Once again, we were working on the house our son and daughter-in-law are building and must have ready in two weeks for inspections. We are not skilled construction workers. We are not even semi-skilled. We are below low-skill and just above no-skill but our rates are reasonable. Free.
I looked up from a doorknob I had finished installing perfectly — perfectly backward — and saw our daughter-in-law’s father pass by wearing a fully loaded tool belt. It had three tiers to it, countless pockets, assorted clips and buckles. The man was a walking hardware store with hammers, drills, a crowbar, screwdrivers, wrenches, ropes, squares, measuring tapes and a jigsaw tucked in pockets and swinging from hooks. He could go anywhere on the site and have whatever tool he needed within seconds.

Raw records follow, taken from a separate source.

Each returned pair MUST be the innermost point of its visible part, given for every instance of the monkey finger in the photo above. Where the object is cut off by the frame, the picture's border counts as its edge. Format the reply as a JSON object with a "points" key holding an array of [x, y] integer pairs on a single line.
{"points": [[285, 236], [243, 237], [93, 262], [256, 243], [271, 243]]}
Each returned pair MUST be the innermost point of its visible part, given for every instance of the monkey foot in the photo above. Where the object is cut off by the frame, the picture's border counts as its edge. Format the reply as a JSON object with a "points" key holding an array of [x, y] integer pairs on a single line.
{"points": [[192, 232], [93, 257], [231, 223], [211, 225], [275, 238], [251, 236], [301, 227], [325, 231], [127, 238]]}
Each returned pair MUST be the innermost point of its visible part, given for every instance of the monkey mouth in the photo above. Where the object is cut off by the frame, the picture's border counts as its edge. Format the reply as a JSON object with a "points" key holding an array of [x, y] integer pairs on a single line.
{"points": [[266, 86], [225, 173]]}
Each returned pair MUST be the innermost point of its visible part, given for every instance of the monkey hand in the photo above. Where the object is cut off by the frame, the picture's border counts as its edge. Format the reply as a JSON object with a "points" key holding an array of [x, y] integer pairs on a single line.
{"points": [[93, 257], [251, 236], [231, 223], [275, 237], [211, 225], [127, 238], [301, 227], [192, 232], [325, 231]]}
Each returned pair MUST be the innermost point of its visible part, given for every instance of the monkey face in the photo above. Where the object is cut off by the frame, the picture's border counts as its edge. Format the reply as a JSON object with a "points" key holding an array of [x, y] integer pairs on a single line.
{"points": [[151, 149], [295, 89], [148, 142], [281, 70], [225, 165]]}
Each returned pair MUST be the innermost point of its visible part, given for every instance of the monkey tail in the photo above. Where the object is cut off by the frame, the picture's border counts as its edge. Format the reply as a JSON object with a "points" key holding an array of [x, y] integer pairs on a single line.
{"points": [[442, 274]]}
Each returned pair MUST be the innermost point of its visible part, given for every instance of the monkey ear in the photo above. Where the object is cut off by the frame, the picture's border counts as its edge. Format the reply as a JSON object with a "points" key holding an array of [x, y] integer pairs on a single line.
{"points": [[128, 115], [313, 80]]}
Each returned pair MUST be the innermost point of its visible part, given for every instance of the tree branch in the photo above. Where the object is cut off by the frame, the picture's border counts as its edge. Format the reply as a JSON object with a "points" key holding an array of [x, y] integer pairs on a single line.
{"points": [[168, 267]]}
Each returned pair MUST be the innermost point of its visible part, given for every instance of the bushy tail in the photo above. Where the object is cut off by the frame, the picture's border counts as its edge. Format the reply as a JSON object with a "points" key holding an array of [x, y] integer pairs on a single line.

In some ways a tool belt is like a purse, but a tool belt makes no pretense of fashion; it is completely utilitarian, existing for the sole purpose of getting the job done. The real perk of a tool belt is that you don’t set it down and walk away, leave it in the car, or at a friend’s house because it is attached to you.
A domestic tool belt could be an incredible step-saving, time-saving asset in the home.
The first tier of pockets on my domestic tool belt would hold the ever-essential cellphone, charging cord, reading glasses, backup pair of reading glasses for when I lose my primary pair, and ugly shoes with orthotic inserts for when my cute shoes hurt. You don’t want shoes near other things so I would probably bag them and let them swing from a clip-on hook.